A primeira experiência do jogador acontece em uma sala de controle no Metaverso, o Maze World, onde ele interage com outros jogadores, entre outras atividades. Uma vez teleportado para dentro de um dos ambientes do Maze, passará por três modos de jogo distintos:

  • -Treino – nesse modo, o jogador caminha pelo cenário respondendo perguntas que aparecem na frente das passagens escolhidas por ele. O diferencial está na possiblidade de solicitar ajuda para responder – essa ajuda pode ser uma explicação (em forma de texto ou vídeo), uma dica ou a própria resposta. Dessa maneira, o jogador ganha familiaridade com as perguntas e agilidade para respondê-las, à medida que aprende as respostas corretas;
  • Sob pressão – a jogabilidade é a mesma do modo treino, porém o jogador pode definir um tempo para sair do labirinto, ou seja, ele se desafiará a diminuir o tempo, de acordo com a agilidade adquirida dentro do ambiente do jogo e o conhecimento das perguntas e respostas;
  • Valendo – esse é o extremo da experiência! Agora o ideal é alcançar o ponto mais alto do ranking. E cada vez que um colaborador é superado no ranking, ele recebe um SMS informando quem o superou e dando-lhe a chance de jogar outras vezes para ultrapassar o conhecimento e a habilidade dos seus oponentes.
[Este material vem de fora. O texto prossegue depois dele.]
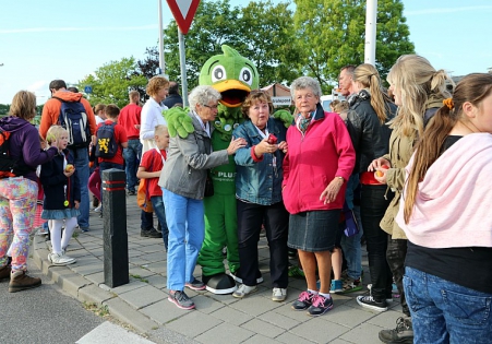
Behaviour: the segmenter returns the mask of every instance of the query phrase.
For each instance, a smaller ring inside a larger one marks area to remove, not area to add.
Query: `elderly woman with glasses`
[[[274,301],[287,297],[288,213],[281,200],[281,163],[287,143],[286,128],[269,117],[272,99],[263,91],[253,91],[242,104],[247,119],[232,133],[247,145],[236,153],[236,198],[241,285],[232,294],[242,298],[256,290],[259,282],[257,241],[265,225],[269,247],[269,273]],[[238,281],[238,273],[235,275]],[[260,280],[261,281],[261,280]]]
[[[244,139],[232,140],[227,150],[212,152],[209,121],[217,116],[220,94],[212,86],[197,86],[189,96],[194,132],[185,139],[170,139],[168,158],[159,179],[169,227],[167,252],[167,288],[169,301],[181,309],[195,308],[184,286],[202,290],[205,284],[193,276],[205,236],[203,198],[207,170],[227,164],[229,155],[245,145]]]
[[[316,80],[301,76],[292,82],[290,93],[297,114],[287,131],[283,195],[290,213],[288,246],[298,250],[308,283],[292,308],[316,317],[333,308],[332,252],[356,153],[341,118],[323,110]]]

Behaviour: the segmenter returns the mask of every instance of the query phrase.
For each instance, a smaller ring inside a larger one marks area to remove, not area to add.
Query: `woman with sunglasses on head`
[[[265,225],[269,247],[269,272],[274,301],[284,301],[288,284],[288,213],[281,199],[281,164],[287,143],[286,128],[269,117],[272,99],[266,92],[252,91],[242,104],[247,120],[232,133],[247,145],[236,153],[236,198],[241,285],[232,294],[242,298],[256,290],[257,241]]]

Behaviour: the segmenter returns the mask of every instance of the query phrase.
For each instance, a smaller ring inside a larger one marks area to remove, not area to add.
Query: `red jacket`
[[[57,91],[53,97],[61,98],[65,102],[79,102],[84,105],[87,114],[88,126],[91,127],[91,134],[96,134],[96,118],[94,117],[93,108],[87,99],[82,97],[81,93],[73,93],[70,91]],[[41,122],[39,124],[39,134],[41,138],[46,138],[49,127],[58,123],[58,117],[60,116],[61,102],[55,98],[48,99],[43,107]]]
[[[140,129],[136,129],[135,124],[140,126],[141,114],[142,107],[133,103],[127,105],[120,111],[118,123],[123,126],[129,140],[140,139]]]
[[[353,151],[347,127],[337,114],[320,107],[302,135],[297,126],[287,131],[288,153],[284,158],[284,203],[290,214],[305,211],[343,209],[345,190],[353,166]],[[335,177],[345,182],[335,202],[320,200]]]

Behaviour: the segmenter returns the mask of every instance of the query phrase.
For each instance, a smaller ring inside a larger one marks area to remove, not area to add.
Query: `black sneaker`
[[[205,283],[194,277],[192,282],[184,283],[184,286],[193,290],[203,290],[206,287]]]
[[[386,344],[413,343],[411,318],[398,318],[395,330],[380,331],[380,341]]]
[[[236,282],[242,284],[241,269],[235,272],[230,272],[229,275],[235,278]],[[256,272],[256,284],[263,283],[263,276],[261,271]]]
[[[308,315],[311,317],[323,316],[328,310],[333,309],[333,298],[324,297],[323,295],[314,295],[313,304],[308,308]]]
[[[376,301],[372,295],[368,296],[358,296],[357,303],[365,308],[370,308],[377,311],[386,311],[387,310],[387,303],[386,300]]]
[[[178,308],[181,309],[193,309],[195,304],[188,297],[184,292],[176,290],[175,293],[169,293],[167,297],[168,301],[173,303]]]
[[[314,296],[316,296],[316,294],[312,294],[309,292],[302,292],[301,294],[299,294],[298,299],[292,303],[292,309],[293,310],[307,310],[313,304]]]
[[[140,230],[140,236],[141,237],[146,237],[146,238],[161,238],[163,237],[163,233],[157,232],[155,228],[141,229]]]
[[[289,259],[296,259],[297,258],[297,250],[292,248],[288,248],[287,254],[289,256]]]

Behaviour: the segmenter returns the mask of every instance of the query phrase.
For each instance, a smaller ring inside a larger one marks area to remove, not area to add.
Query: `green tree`
[[[147,79],[137,73],[135,59],[122,58],[120,61],[111,61],[97,69],[94,74],[87,75],[77,83],[80,90],[85,85],[93,87],[93,93],[87,95],[92,105],[116,104],[123,107],[129,103],[128,93],[139,87],[145,87]]]
[[[239,49],[256,64],[261,86],[290,82],[299,75],[295,68],[299,54],[292,45],[293,12],[288,7],[289,2],[251,1],[241,10],[238,40],[243,47]]]
[[[223,54],[220,46],[230,45],[238,49],[236,21],[240,16],[238,7],[229,0],[201,1],[193,24],[184,36],[187,57],[187,81],[189,88],[199,84],[202,66],[213,55]],[[179,61],[178,26],[175,21],[164,29],[166,73],[171,80],[181,82]],[[239,49],[238,49],[239,50]]]
[[[365,3],[362,0],[295,0],[298,67],[328,92],[341,67],[364,59]],[[377,1],[376,68],[383,79],[403,54],[412,54],[400,0]]]
[[[220,55],[227,44],[252,60],[260,73],[260,85],[290,82],[297,52],[292,49],[292,11],[289,2],[276,5],[271,0],[231,7],[229,0],[202,1],[189,33],[184,36],[189,88],[197,85],[205,61]],[[164,31],[166,73],[181,80],[178,28],[172,21]]]

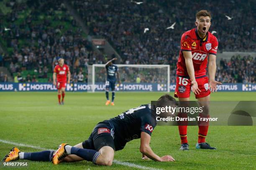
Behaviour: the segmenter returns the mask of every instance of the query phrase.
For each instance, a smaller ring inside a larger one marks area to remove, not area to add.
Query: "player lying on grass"
[[[160,157],[149,146],[151,134],[156,125],[156,115],[151,111],[155,107],[166,105],[176,105],[175,99],[169,95],[158,100],[156,106],[143,105],[123,112],[118,116],[100,122],[95,127],[89,138],[73,147],[62,143],[56,152],[46,150],[38,152],[21,152],[14,148],[4,158],[5,162],[26,159],[52,161],[58,164],[62,161],[72,162],[86,160],[95,164],[112,165],[115,151],[121,150],[126,143],[141,138],[140,151],[143,159],[148,158],[156,161],[173,161],[169,155]]]

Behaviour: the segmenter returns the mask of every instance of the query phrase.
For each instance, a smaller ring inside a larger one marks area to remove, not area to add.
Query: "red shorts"
[[[196,81],[197,82],[198,88],[201,90],[200,94],[195,95],[196,98],[204,98],[210,94],[209,79],[207,76],[196,78]],[[190,96],[191,86],[191,81],[189,78],[177,76],[174,97],[180,98],[189,98]]]
[[[66,82],[57,82],[57,84],[56,84],[56,88],[57,88],[57,89],[58,90],[60,90],[62,88],[66,88],[66,85],[67,83]]]

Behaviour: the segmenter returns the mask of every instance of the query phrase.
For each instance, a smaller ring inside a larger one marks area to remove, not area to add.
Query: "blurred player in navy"
[[[107,80],[106,80],[105,84],[106,97],[107,98],[106,105],[109,105],[110,103],[110,101],[108,97],[110,88],[111,88],[111,91],[112,92],[112,100],[111,100],[111,105],[113,106],[115,105],[114,104],[114,99],[115,99],[115,88],[116,80],[115,73],[116,73],[118,79],[118,83],[119,85],[121,84],[120,77],[119,76],[119,73],[118,72],[118,68],[116,65],[113,64],[113,62],[114,60],[117,60],[117,58],[114,58],[107,62],[105,65],[106,70],[107,70]]]
[[[217,91],[218,84],[221,84],[215,80],[218,40],[208,31],[211,25],[211,15],[208,11],[202,10],[196,14],[195,25],[197,28],[187,31],[182,36],[174,96],[178,98],[179,101],[189,101],[192,89],[201,106],[204,106],[205,114],[199,115],[209,118],[210,95],[211,92]],[[206,75],[207,58],[209,78]],[[198,126],[196,148],[216,149],[205,142],[209,122],[199,122]],[[187,127],[179,126],[181,150],[188,150]]]
[[[55,153],[53,150],[23,152],[14,148],[3,160],[8,162],[20,159],[49,161],[56,165],[62,161],[86,160],[99,165],[110,166],[112,165],[115,151],[122,150],[127,142],[133,139],[141,138],[140,151],[142,153],[143,159],[173,161],[175,160],[171,156],[160,157],[149,146],[151,133],[156,125],[156,116],[158,115],[154,111],[154,108],[166,105],[177,105],[175,100],[169,94],[161,96],[155,105],[142,105],[124,112],[117,117],[100,122],[87,140],[74,146],[62,143]]]

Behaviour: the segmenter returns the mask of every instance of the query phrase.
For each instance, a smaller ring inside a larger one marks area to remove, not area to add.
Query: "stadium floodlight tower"
[[[121,83],[136,83],[138,78],[141,83],[157,83],[164,85],[166,91],[170,91],[170,65],[167,65],[117,64]],[[105,83],[106,69],[104,64],[88,66],[87,91],[95,92],[97,84]],[[125,80],[124,82],[124,80]],[[118,82],[117,82],[117,83]]]

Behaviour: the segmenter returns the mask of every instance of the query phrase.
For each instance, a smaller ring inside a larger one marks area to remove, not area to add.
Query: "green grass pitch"
[[[173,95],[173,92],[171,93]],[[105,105],[105,94],[67,92],[64,105],[57,104],[56,92],[0,92],[0,140],[42,148],[55,149],[61,143],[74,145],[87,139],[96,124],[122,111],[156,100],[161,92],[116,94],[115,105]],[[192,94],[192,96],[194,96]],[[254,92],[217,92],[216,101],[256,100]],[[111,97],[111,95],[110,95]],[[192,100],[195,100],[192,97]],[[158,169],[253,169],[256,165],[256,127],[210,126],[207,141],[217,150],[196,150],[198,127],[188,128],[190,150],[181,151],[178,128],[157,126],[151,146],[160,156],[170,155],[175,162],[160,162],[141,159],[140,140],[128,143],[114,159],[123,162]],[[13,145],[0,142],[2,159]],[[23,152],[39,150],[18,147]],[[26,160],[30,169],[137,169],[113,163],[102,167],[85,161],[54,165],[50,162]],[[1,162],[2,164],[3,162]],[[3,168],[0,166],[0,169]]]

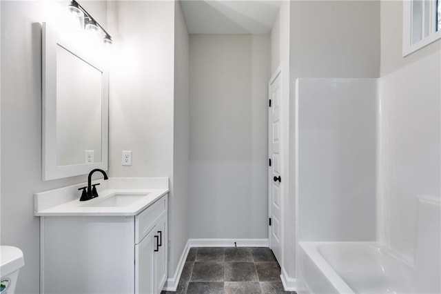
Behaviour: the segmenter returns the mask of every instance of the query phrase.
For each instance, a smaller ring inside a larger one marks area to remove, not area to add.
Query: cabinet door
[[[155,235],[159,236],[158,251],[154,252],[156,266],[156,293],[161,293],[167,279],[167,214],[164,214],[156,223],[154,228]],[[156,243],[155,243],[156,245]],[[156,247],[155,247],[156,248]]]
[[[155,294],[155,255],[156,239],[155,228],[143,240],[135,245],[135,293]]]

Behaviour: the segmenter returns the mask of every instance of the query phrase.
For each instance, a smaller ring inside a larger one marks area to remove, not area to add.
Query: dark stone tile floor
[[[263,247],[192,248],[176,292],[161,294],[279,294],[280,267]]]

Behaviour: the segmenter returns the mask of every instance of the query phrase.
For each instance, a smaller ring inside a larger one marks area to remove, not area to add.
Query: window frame
[[[427,45],[433,43],[436,40],[441,38],[441,30],[438,31],[432,31],[429,32],[429,35],[425,38],[422,38],[421,40],[412,43],[412,21],[413,21],[413,0],[403,0],[402,1],[402,57],[404,57]],[[438,1],[431,1],[430,7],[430,15],[432,17],[434,16],[435,19],[433,20],[433,23],[435,23],[436,30],[436,11],[438,9]],[[433,3],[435,3],[433,5]]]

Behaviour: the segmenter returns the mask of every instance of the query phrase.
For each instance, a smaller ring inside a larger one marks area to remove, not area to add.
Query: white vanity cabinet
[[[41,217],[41,293],[161,293],[167,195],[136,215]]]

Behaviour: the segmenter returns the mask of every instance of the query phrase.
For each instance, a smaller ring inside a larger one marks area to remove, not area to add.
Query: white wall
[[[380,238],[409,259],[422,228],[417,197],[441,197],[440,64],[438,52],[380,79]]]
[[[188,237],[188,111],[187,106],[181,108],[188,101],[186,28],[180,9],[175,23],[175,5],[176,9],[178,5],[173,1],[109,5],[117,31],[110,72],[110,175],[170,177],[172,277]],[[132,150],[132,166],[121,166],[123,150]]]
[[[298,81],[298,242],[376,237],[376,79]]]
[[[295,1],[291,12],[291,83],[378,77],[379,1]]]
[[[173,222],[169,230],[174,236],[169,251],[169,278],[172,278],[177,263],[188,239],[189,182],[189,36],[181,8],[174,7],[174,118],[173,147]],[[178,281],[176,281],[177,282]]]
[[[67,1],[61,1],[66,4]],[[8,1],[1,6],[1,244],[24,253],[17,293],[38,293],[39,222],[33,193],[84,182],[85,176],[41,181],[41,30],[56,1]],[[105,12],[105,2],[90,4]],[[102,14],[105,16],[105,12]],[[103,26],[106,18],[100,19]]]
[[[267,237],[268,35],[190,35],[190,238]]]

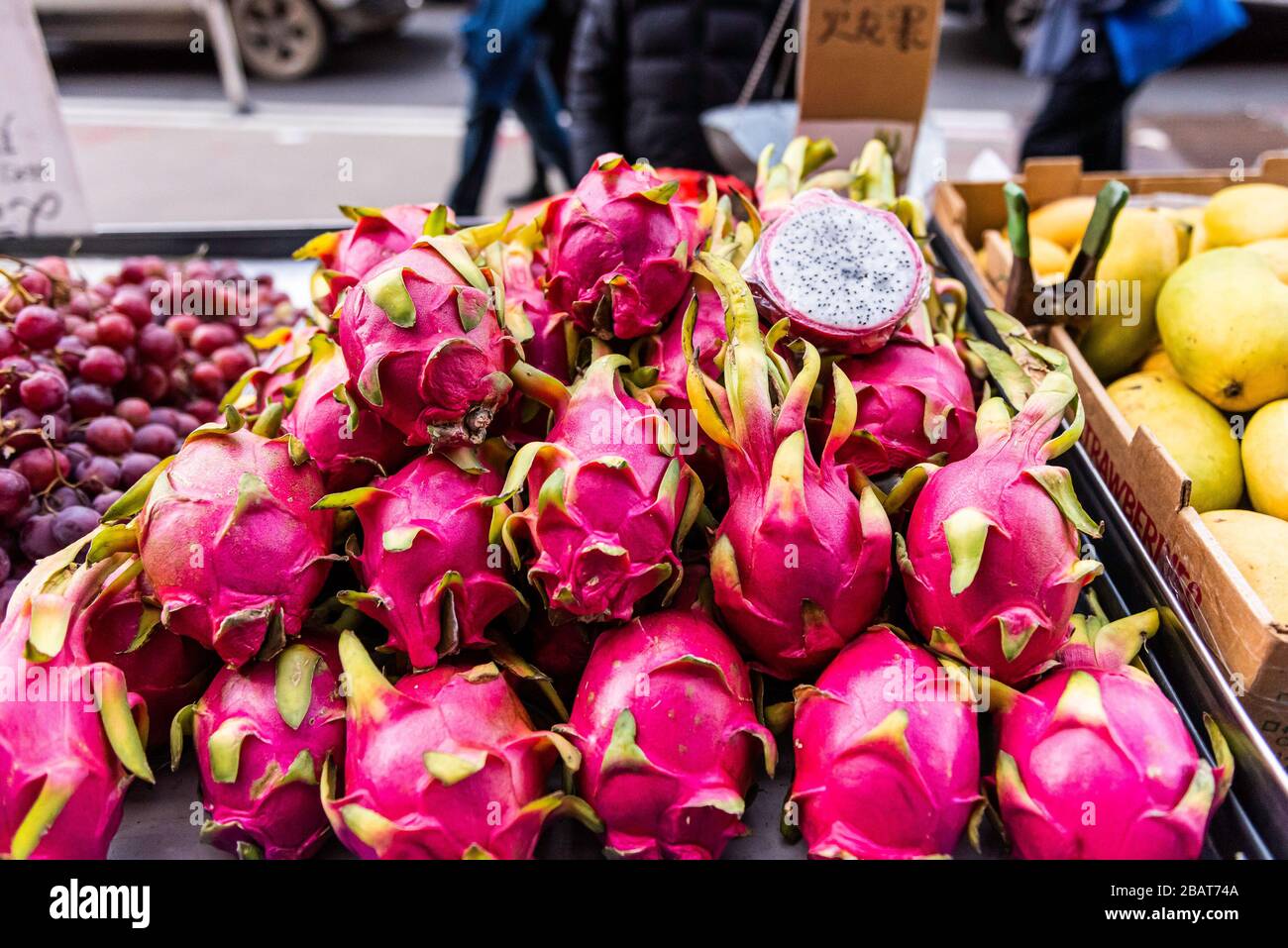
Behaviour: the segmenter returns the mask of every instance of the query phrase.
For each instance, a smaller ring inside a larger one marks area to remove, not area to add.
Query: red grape
[[[71,461],[62,451],[39,447],[30,448],[9,461],[9,468],[18,471],[32,491],[44,491],[59,477],[66,478],[72,473]]]
[[[31,484],[15,470],[0,468],[0,517],[13,517],[31,498]]]
[[[108,352],[112,350],[108,349]],[[116,353],[112,354],[115,356]],[[112,406],[116,404],[111,389],[89,383],[72,385],[67,393],[67,403],[71,406],[72,417],[75,419],[91,419],[98,415],[107,415],[112,411]]]
[[[143,425],[134,433],[134,450],[144,455],[167,457],[178,443],[179,437],[169,425]]]
[[[112,309],[142,328],[152,322],[152,296],[142,286],[122,286],[112,295]]]
[[[106,345],[91,345],[80,365],[81,377],[100,385],[116,385],[125,377],[125,357]]]
[[[100,455],[124,455],[134,444],[134,428],[125,419],[103,415],[89,422],[85,443]]]
[[[39,304],[23,307],[13,321],[14,335],[32,349],[50,349],[62,339],[63,317]]]
[[[192,331],[192,348],[202,356],[213,356],[216,349],[240,341],[237,330],[223,322],[204,322]]]
[[[41,370],[18,385],[22,403],[36,412],[57,411],[67,401],[67,380],[61,374]]]
[[[122,398],[116,403],[116,416],[125,419],[135,428],[142,428],[148,422],[152,406],[142,398]]]

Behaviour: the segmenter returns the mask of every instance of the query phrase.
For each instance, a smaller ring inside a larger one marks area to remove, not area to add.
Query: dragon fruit
[[[229,665],[270,658],[298,635],[331,567],[335,514],[313,510],[322,473],[276,437],[282,407],[243,426],[202,425],[128,491],[104,520],[139,513],[138,549],[161,621]]]
[[[672,197],[640,162],[604,155],[577,188],[546,209],[546,296],[600,339],[656,332],[689,285],[702,238],[698,209]]]
[[[568,314],[555,312],[541,290],[546,265],[540,243],[541,229],[533,222],[491,243],[484,256],[505,281],[505,323],[523,343],[523,361],[567,384],[572,381],[577,332]]]
[[[493,470],[422,455],[371,487],[321,501],[352,506],[362,524],[362,549],[350,541],[349,559],[367,591],[341,592],[341,602],[384,625],[389,648],[416,668],[487,645],[489,622],[526,611],[505,577],[500,528],[509,511],[489,504],[501,488]]]
[[[840,353],[875,352],[930,286],[921,247],[889,211],[802,191],[742,267],[760,310]]]
[[[425,237],[345,296],[340,349],[358,394],[408,444],[478,444],[505,404],[516,346],[491,280],[464,241]]]
[[[1216,766],[1180,714],[1130,665],[1158,627],[1153,609],[1109,625],[1075,622],[1061,668],[1001,708],[997,799],[1025,859],[1195,859],[1234,760],[1204,716]]]
[[[82,547],[40,560],[0,625],[0,858],[104,859],[130,782],[152,782],[143,699],[85,650],[82,611],[122,556],[77,568]]]
[[[353,632],[340,636],[348,683],[344,796],[328,766],[322,805],[345,846],[365,859],[528,859],[546,820],[596,820],[585,802],[546,793],[563,737],[533,730],[492,663],[439,665],[394,687]]]
[[[165,723],[205,690],[214,656],[161,625],[161,605],[143,563],[131,558],[81,613],[93,662],[115,665],[148,708],[148,746],[165,744]]]
[[[394,470],[407,456],[402,433],[354,399],[335,343],[318,332],[309,346],[309,368],[282,430],[304,444],[328,491],[346,491]]]
[[[896,332],[877,352],[837,362],[858,401],[854,435],[836,452],[840,464],[877,475],[936,455],[960,461],[975,450],[975,397],[966,366],[952,339],[930,336],[925,318],[913,317],[908,325],[914,323],[927,331]],[[823,424],[831,421],[829,402]]]
[[[854,175],[848,170],[814,175],[835,157],[836,146],[829,138],[815,140],[799,135],[787,143],[783,157],[777,164],[772,164],[774,146],[766,144],[756,162],[756,209],[760,211],[760,219],[766,225],[774,223],[801,191],[849,187]],[[814,176],[806,178],[806,175]]]
[[[393,207],[348,207],[340,211],[354,222],[348,231],[319,233],[295,251],[296,260],[317,260],[314,303],[330,316],[344,291],[355,286],[372,267],[401,254],[424,233],[439,205],[401,204]],[[451,210],[443,207],[444,219]]]
[[[756,720],[747,666],[705,614],[668,609],[596,640],[572,717],[581,792],[611,853],[716,859],[746,835],[744,797],[778,751]],[[757,747],[759,742],[759,747]]]
[[[817,858],[949,855],[979,787],[965,675],[877,626],[796,688],[796,775],[786,822]]]
[[[326,840],[318,781],[344,750],[335,641],[308,634],[242,671],[222,668],[170,726],[170,766],[191,734],[209,811],[202,842],[247,859],[305,859]]]
[[[1051,438],[1078,389],[1060,353],[1028,346],[1051,366],[1037,390],[1005,353],[976,344],[1005,363],[994,377],[1023,407],[1012,419],[1001,398],[980,406],[979,447],[930,475],[907,544],[896,541],[909,616],[930,647],[1007,684],[1051,665],[1079,591],[1100,573],[1096,560],[1078,558],[1078,531],[1099,536],[1100,527],[1069,471],[1047,464],[1082,434],[1079,403],[1073,425]]]
[[[555,415],[550,438],[524,444],[501,493],[527,482],[528,502],[502,540],[522,565],[519,540],[535,550],[528,578],[555,621],[631,617],[635,604],[683,576],[676,551],[702,507],[702,483],[685,464],[666,417],[622,383],[623,356],[603,356],[569,393],[522,366],[527,394]]]
[[[854,389],[845,376],[833,368],[837,407],[815,461],[805,408],[818,352],[804,346],[804,367],[788,384],[788,366],[774,352],[786,321],[761,337],[756,307],[733,264],[702,254],[697,267],[725,300],[730,327],[725,388],[702,375],[688,349],[689,401],[720,446],[729,480],[729,511],[711,547],[715,602],[759,667],[796,678],[823,666],[881,608],[890,522],[875,491],[866,487],[855,497],[836,462],[854,428]],[[772,390],[786,392],[777,417]]]

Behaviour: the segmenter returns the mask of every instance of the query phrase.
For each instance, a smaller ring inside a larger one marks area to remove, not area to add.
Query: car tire
[[[247,71],[274,82],[316,72],[331,50],[331,27],[313,0],[231,0]]]
[[[988,33],[1003,55],[1020,62],[1045,8],[1046,0],[987,0]]]

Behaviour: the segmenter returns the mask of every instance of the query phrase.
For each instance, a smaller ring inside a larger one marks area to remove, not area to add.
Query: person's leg
[[[461,142],[461,170],[452,188],[448,204],[460,216],[473,216],[479,210],[479,197],[487,182],[487,167],[492,160],[496,128],[501,124],[501,109],[478,102],[470,103]]]
[[[544,165],[559,169],[568,187],[577,183],[572,167],[568,131],[559,124],[559,91],[550,67],[541,57],[533,62],[513,103],[514,113],[528,130],[532,147]]]
[[[1103,31],[1101,31],[1103,32]],[[1077,53],[1051,82],[1020,158],[1077,155],[1087,171],[1124,167],[1124,108],[1135,89],[1122,84],[1113,53]]]

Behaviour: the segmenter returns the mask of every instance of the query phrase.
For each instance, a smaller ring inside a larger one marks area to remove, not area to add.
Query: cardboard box
[[[905,175],[942,13],[943,0],[805,0],[796,134],[831,138],[849,161],[880,133],[894,146],[895,171]]]
[[[1258,165],[1243,180],[1288,185],[1288,153],[1262,156]],[[1110,178],[1127,184],[1132,194],[1211,194],[1231,183],[1227,171],[1082,174],[1075,158],[1030,161],[1016,180],[1030,205],[1039,207],[1059,197],[1095,194]],[[1006,223],[1001,182],[940,184],[931,210],[953,250],[974,268],[974,289],[1001,307],[1010,249],[994,237],[985,245],[984,268],[976,259],[985,232]],[[1146,426],[1131,429],[1069,334],[1051,327],[1047,341],[1069,357],[1087,416],[1082,437],[1087,453],[1266,742],[1288,765],[1288,626],[1275,623],[1217,546],[1189,505],[1190,482]]]

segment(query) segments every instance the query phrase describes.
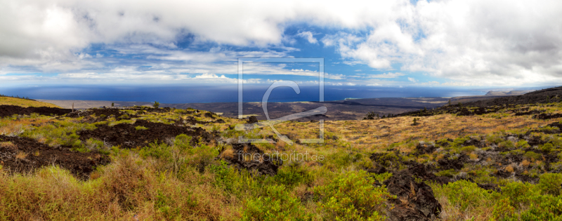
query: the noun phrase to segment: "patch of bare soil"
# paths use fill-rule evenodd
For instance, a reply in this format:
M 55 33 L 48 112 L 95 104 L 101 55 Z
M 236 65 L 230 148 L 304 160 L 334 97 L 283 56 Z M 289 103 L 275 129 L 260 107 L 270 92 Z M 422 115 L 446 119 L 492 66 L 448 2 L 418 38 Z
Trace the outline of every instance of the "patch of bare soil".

O modo Valendo pode ter data de abertura e encerramento, para possibilitar a premiação dos que mais se destacaram, em uma convenção, por exemplo. No momento da premiação, o primeiro colocado joga ao vivo em um telão, utilizando óculos de realidade virtual, para que todos que estiverem no evento possam vê-lo em ação. Além do conteúdo, que novamente será aprendido, as pessoas ficarão cada vez mais motivadas a participar do jogo. Como premiação, os colaboradores podem acumular pontos ou criptoativos (moedas ou NFTs) para trocar por bens de consumo.

Diante de tantas possibilidades, as vezes me pego pensando para onde tudo isso irá nos levar. Meu conselho é que, se no meio de tanta inovação e tecnologia você identificar algum sentimento de perda por algo que já passou ou mesmo ansiedade pelo que ainda virá, permita-se viver apenas o presente: é tudo o que você, de verdade, tem. Use o presente para plantar boas sementes.

Flavio Sena é CEO da Maze Sistemas, Conselheiro TrendsInnovation, head de gamificação na Isat Educação Corporativa e analista de gamificação da Seppo no Brasil.